Una exposición como ésta resulta propicia y debe aprovecharse para propósitos didácticos. Por mi parte quiero señalar en este sentido dos pistas seguras para posibles temas de investigación, sobre todo para las futuras generaciones de estudiosos y de analistas críticos. Una se refiere a la consistente trama de relaciones que enlaza estas pinturas (por temática, por estilo, por intención) con el mundo recreado por el artista Torres en sus trabajos de escritor, tanto en la recia prosa de su novela Ojos sobre el valle, como en un gran número de viñetas, cuadros vivientes y retratos de una multitud de personajes realizados en el resto de su obra escrita. En esta oportunidad me limitaré a un enfático indicio, existente una continuidad irrebatible entre la amplia galería de personajes de extracción popular, de origen suburbano y campesino que dan vida a sus escritos, y esta colección de personajes, vestidos con harapiento esplendor, de facciones arrugadas, de rostros curtidos por amontonados sufrimientos y frustraciones históricas, que pueblan esta noche las paredes de estas salas. Es una misma lucidez social, una misma conciencia crítica la que enfoca, describe, y reúne a unos y otros, es una misma mentalidad la que recrea con amoroso esmero los surcos, las cicatrices que la vida ha dejado sobres éstos, al decir de Pablo Antonio Cuadra y Ezra Pound, Rostros que asoman en la multitud.

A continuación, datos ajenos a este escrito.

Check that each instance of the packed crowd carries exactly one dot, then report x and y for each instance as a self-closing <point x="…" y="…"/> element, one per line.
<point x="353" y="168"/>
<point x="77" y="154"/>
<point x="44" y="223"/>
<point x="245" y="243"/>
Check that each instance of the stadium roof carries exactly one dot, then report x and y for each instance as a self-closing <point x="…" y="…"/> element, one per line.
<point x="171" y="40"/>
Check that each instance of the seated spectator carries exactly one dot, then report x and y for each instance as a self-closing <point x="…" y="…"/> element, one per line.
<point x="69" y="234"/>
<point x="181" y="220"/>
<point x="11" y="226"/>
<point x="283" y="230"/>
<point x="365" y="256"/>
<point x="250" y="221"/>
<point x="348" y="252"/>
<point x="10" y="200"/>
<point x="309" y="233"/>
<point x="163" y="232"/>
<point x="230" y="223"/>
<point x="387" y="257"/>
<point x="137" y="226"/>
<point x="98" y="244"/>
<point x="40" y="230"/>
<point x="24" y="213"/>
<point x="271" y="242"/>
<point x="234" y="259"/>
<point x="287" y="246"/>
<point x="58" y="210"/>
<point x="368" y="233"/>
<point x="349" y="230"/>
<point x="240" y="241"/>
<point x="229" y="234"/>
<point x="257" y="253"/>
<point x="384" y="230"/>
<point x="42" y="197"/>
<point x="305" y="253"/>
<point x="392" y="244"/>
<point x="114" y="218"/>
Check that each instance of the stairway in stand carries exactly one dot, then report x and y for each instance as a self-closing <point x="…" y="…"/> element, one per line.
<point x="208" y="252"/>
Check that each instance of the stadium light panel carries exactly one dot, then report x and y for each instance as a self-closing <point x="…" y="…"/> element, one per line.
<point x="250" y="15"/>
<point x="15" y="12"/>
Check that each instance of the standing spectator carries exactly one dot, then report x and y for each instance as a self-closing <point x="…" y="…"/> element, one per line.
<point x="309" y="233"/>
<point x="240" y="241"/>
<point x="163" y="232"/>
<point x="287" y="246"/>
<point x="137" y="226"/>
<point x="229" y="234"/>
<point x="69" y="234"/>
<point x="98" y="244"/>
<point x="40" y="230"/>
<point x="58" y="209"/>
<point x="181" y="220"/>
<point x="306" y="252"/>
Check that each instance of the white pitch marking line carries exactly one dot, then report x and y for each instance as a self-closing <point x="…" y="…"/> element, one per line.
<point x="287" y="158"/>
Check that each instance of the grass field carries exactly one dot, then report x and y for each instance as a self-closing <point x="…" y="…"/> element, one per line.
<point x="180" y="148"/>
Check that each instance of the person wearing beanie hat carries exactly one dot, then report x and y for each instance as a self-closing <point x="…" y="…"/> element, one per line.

Una segunda indicación son las diversas y fecundas relaciones que pueden encontrarse entre estas obras y lo más vigoroso y original de la obra conjunta de otros artistas estelianos, sus contemporáneos y amigos. El imaginativo y delicado trabajo surrealista y expresionista de Rafael Gámez, las zoologías fantásticas y las tramas cromáticas de Boanerges Cerrato, la saga procesional de los campesinos desarraigados, combativos y sufridos de Leonel Cerrato, la paisajística alucinante de Rafael Marín Daboud, las recreaciones arqueológicas de Antonio Rodríguez, Harold Jarquín y Armando Mejía, las inquietudes eclécticas de Hilario Valenzuela, las experimentaciones formales y los juegos anatómicos de Bayardo Gámez y de Donaldo Altamirano, todos los recursos de invención, de exploración, de investigación cromática y de experimentación tonal del grupo están presentes, han sido estudiadas, tomadas y desarrolladas de una manera creativa y personal por Danilo Torres, añadiendo siempre su percepción particular, los detalles originales propios de su temperamento.

Dedicado al poeta Álvaro Urtecho, que siempre está entre quienes comprenden primero.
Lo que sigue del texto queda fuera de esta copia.